Friends and colleagues describe Professor Teresa Rees as a controlled individual, a deep thinker who invariably considers the full picture before delivering a measured and considered response.

"Terry is a very private woman who gives little away," said one acquaintance. "She is always cool, calm and collected."

But even that renowned sang froid must have been sorely tested in a week which has seen the self-effacing Professor Rees thrust into the media spotlight after the Welsh Assembly's debate on tuition fees was held just two days before yesterday's publication of the Rees review.

Fearing that her group's 18 months of hard work could be wasted, Professor Rees took the unprecedented step of writing to Assembly members, urging them to reconsider their position (see story above), after publicly criticising Welsh Conservatives for tabling an Assembly motion restating opposition to top-up fees almost before the ink on her report was dry.

Professor David Reynolds, of Exeter university, feels Professor Rees's qualities made her the right person for the job.

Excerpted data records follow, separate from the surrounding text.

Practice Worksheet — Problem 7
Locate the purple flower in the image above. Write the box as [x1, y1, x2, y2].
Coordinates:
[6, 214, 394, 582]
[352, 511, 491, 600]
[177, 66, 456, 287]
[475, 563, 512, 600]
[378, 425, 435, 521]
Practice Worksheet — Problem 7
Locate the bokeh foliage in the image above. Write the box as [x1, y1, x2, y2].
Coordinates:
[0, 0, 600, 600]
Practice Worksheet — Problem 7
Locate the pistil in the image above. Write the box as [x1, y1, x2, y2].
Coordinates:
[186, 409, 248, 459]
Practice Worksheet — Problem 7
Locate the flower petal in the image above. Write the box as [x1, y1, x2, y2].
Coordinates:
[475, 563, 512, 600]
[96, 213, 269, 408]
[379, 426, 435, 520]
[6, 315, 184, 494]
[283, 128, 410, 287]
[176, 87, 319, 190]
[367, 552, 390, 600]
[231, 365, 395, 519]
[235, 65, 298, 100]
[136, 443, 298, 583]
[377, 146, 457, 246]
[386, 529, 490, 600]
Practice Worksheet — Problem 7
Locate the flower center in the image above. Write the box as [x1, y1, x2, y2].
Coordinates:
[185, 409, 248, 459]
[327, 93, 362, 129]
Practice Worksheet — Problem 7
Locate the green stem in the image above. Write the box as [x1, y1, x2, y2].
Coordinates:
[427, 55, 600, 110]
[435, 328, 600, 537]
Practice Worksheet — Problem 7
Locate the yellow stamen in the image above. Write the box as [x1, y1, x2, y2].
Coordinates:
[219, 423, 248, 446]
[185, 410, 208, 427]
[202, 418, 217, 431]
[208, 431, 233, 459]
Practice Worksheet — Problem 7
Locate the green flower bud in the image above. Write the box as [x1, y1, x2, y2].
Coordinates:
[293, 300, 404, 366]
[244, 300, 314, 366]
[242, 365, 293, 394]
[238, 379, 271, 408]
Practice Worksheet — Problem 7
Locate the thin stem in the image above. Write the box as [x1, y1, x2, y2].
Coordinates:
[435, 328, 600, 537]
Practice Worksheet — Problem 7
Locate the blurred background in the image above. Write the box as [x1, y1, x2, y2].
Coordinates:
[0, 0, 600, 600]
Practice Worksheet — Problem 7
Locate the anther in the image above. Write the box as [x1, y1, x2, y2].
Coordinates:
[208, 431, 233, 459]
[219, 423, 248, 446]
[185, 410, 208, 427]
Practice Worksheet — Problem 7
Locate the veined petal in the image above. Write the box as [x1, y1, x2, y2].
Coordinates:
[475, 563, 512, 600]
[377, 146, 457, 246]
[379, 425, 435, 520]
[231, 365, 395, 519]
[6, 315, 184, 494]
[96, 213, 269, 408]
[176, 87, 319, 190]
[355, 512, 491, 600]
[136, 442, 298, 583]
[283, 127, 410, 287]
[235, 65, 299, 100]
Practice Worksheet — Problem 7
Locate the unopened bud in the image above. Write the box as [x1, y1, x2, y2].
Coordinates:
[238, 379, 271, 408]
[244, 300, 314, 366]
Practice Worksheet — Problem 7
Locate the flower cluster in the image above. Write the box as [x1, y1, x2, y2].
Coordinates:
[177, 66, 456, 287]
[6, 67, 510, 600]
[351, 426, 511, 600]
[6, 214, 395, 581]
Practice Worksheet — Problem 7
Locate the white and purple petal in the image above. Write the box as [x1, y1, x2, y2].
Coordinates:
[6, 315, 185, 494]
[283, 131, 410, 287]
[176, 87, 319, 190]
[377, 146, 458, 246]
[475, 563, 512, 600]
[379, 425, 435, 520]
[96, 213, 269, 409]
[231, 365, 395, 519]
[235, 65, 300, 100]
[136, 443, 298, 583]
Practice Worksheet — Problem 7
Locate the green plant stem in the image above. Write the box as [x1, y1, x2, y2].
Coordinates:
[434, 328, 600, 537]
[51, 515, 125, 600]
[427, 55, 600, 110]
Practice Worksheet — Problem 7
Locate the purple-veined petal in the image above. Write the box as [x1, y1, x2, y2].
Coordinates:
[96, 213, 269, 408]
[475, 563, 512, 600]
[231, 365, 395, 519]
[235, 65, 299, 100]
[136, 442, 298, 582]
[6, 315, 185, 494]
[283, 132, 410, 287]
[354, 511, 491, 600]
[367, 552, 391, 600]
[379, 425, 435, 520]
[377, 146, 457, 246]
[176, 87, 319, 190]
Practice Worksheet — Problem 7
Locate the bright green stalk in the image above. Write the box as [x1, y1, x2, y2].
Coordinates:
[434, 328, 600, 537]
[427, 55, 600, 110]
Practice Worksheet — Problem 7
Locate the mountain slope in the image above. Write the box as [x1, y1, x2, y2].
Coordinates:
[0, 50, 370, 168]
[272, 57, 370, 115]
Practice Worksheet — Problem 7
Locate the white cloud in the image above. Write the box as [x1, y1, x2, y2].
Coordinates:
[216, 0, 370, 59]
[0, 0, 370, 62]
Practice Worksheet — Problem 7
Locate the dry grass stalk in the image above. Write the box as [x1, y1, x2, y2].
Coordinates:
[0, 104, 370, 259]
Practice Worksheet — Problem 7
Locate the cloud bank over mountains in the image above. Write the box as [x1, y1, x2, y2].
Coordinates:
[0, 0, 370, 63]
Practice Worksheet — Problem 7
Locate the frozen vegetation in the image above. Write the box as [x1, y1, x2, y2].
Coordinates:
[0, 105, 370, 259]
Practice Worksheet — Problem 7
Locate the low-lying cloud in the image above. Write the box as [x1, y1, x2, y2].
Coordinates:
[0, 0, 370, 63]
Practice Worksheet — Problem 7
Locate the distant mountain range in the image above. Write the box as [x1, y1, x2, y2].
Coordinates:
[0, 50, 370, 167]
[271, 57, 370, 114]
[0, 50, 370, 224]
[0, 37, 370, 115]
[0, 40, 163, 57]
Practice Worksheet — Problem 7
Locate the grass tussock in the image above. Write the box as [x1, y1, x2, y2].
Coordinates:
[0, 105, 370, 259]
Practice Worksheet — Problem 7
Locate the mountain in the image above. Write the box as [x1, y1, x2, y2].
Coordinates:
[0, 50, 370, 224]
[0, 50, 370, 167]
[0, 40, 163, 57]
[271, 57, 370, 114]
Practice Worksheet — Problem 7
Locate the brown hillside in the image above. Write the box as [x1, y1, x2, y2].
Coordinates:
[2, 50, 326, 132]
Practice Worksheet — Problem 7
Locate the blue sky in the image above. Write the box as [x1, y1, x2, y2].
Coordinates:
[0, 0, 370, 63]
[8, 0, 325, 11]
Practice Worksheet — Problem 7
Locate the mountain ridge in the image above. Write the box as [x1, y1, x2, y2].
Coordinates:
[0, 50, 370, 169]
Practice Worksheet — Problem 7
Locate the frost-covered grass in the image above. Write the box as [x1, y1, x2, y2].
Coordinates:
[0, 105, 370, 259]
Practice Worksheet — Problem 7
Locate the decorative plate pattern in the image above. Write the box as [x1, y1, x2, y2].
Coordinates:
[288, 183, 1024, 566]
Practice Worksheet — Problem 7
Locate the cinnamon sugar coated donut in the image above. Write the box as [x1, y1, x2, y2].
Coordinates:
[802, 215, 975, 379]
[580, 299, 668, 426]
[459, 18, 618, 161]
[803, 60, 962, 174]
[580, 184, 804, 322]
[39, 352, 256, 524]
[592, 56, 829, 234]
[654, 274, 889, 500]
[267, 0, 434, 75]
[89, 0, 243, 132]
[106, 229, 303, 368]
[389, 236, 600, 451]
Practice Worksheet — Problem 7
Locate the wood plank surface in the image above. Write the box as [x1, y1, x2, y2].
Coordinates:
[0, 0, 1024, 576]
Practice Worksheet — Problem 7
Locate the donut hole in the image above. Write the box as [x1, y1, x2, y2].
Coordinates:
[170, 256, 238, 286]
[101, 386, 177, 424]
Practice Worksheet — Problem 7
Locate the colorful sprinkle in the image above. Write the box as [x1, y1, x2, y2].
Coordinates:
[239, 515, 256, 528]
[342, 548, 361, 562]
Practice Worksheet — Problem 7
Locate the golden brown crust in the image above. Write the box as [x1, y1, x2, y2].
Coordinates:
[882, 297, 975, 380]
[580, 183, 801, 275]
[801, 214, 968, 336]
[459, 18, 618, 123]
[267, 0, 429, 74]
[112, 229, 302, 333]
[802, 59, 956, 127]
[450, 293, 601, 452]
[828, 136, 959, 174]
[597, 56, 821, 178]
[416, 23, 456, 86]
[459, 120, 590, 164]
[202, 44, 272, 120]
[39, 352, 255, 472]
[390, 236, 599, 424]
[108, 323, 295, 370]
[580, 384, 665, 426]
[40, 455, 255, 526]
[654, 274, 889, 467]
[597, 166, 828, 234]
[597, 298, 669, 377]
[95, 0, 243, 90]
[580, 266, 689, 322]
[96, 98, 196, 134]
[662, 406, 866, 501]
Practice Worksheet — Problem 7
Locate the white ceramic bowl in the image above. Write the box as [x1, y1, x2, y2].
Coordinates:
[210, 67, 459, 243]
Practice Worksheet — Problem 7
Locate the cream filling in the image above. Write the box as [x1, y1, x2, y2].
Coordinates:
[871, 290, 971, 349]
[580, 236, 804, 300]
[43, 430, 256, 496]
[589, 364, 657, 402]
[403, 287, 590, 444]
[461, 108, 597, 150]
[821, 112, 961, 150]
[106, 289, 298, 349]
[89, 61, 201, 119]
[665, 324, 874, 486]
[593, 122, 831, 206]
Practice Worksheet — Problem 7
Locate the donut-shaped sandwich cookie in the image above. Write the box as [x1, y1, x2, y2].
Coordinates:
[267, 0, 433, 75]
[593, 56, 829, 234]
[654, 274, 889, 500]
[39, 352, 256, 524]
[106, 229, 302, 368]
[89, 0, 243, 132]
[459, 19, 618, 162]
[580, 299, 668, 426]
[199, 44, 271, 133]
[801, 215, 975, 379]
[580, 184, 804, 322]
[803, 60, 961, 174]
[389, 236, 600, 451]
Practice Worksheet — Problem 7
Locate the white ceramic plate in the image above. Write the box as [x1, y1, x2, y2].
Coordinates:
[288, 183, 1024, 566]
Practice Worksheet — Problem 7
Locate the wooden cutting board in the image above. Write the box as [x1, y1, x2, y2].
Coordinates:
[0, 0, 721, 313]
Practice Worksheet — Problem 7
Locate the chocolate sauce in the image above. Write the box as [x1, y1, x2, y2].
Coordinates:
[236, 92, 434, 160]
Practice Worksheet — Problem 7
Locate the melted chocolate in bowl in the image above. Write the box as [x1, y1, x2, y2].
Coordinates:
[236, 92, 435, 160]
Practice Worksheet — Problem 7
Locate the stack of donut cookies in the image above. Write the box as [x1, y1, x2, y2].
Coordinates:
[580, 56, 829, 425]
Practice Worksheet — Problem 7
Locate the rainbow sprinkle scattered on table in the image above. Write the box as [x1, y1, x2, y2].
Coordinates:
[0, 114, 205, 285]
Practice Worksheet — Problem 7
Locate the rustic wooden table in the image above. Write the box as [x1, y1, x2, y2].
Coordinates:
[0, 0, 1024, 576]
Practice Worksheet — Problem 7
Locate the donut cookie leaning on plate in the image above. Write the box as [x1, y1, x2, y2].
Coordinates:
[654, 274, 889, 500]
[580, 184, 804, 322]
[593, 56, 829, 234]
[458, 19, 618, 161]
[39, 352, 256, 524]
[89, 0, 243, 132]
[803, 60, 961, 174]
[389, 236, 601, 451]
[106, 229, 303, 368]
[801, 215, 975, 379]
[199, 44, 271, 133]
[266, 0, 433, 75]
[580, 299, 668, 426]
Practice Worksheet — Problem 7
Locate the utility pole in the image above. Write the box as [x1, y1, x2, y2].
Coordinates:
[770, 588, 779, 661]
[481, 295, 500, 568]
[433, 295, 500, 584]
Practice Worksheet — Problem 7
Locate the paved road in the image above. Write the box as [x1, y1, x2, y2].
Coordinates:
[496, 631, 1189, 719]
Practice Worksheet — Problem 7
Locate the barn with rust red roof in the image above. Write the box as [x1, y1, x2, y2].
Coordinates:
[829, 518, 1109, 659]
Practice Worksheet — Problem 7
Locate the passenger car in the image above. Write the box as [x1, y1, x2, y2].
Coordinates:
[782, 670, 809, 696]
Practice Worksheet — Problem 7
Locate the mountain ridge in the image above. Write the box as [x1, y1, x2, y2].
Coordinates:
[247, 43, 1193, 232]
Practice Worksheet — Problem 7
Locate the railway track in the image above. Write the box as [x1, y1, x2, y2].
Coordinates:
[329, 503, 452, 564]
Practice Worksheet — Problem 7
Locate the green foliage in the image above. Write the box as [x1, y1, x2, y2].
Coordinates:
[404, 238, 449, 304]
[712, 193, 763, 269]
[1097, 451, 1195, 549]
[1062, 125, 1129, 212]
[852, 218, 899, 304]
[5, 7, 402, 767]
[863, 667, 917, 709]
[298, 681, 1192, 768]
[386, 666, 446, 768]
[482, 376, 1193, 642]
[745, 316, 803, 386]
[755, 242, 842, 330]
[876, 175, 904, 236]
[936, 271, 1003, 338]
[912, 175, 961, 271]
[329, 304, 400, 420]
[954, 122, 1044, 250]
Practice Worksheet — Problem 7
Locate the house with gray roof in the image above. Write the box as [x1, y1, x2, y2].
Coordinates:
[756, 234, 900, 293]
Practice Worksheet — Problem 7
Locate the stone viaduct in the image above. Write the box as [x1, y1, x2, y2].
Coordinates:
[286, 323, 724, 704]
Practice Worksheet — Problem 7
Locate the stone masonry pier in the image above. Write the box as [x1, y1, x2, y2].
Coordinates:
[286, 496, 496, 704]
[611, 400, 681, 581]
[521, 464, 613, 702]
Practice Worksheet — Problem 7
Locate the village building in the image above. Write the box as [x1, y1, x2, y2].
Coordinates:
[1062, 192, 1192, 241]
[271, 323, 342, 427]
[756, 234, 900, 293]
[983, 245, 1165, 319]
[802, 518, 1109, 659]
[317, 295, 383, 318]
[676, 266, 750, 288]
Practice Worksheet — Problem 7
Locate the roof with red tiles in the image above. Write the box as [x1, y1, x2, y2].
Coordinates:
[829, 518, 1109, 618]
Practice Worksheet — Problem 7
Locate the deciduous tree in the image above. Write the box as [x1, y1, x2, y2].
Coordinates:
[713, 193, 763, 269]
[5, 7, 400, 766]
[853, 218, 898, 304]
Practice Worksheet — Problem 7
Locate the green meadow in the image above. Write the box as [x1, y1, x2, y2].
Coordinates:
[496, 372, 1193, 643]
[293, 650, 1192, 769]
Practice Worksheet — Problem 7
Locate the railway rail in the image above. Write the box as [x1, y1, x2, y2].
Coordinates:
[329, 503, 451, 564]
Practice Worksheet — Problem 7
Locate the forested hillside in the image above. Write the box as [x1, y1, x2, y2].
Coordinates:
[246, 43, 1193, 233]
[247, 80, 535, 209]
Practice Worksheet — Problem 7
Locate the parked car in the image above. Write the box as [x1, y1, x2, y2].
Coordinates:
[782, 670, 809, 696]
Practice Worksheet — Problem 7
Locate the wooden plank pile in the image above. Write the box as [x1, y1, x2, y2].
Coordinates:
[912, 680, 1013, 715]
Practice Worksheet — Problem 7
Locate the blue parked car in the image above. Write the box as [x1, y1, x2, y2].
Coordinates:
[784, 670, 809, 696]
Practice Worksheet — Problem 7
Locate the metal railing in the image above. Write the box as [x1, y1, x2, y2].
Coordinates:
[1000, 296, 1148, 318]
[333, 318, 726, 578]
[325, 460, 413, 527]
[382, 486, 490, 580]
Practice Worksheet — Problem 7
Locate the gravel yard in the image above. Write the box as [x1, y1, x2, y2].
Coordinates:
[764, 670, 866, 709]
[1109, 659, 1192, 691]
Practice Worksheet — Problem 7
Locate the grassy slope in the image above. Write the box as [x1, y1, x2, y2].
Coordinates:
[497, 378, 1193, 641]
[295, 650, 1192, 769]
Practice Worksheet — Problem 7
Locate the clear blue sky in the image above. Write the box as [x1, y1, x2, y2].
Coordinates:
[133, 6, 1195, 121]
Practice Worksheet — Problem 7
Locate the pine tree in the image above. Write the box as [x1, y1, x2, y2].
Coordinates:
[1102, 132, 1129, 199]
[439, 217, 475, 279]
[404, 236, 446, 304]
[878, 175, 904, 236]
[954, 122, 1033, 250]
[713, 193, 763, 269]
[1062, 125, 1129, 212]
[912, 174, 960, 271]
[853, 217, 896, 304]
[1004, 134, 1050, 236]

"She is a balanced, rational person with no axe to grind who will reach judgements on the evidence as she sees it," he said. "She was therefore the ideal kind of person to produce this report."

The mother of two sons, Professor Rees is a pro-vice-chancellor of Cardiff university, responsible for staff and student issues, and a professor in the school of social sciences. Extremely committed to women's issues - she was equal opportunities commissioner for Wales from 1996 to 2002 - she has a distinguished record of research and consultancy on gender equality in fields such as education, training and the labour market.

Dr David Grant, vice-chancellor at Cardiff university, said: "Her research has underpinned many substantive shifts in approach to gender equality and equal pay. Her commitment to equal opportunities has had direct and real benefits for women in Wales and further afield.

"Professor Rees makes an impact through reasoned argument and influence on policy-makers, and those who can make a difference for women."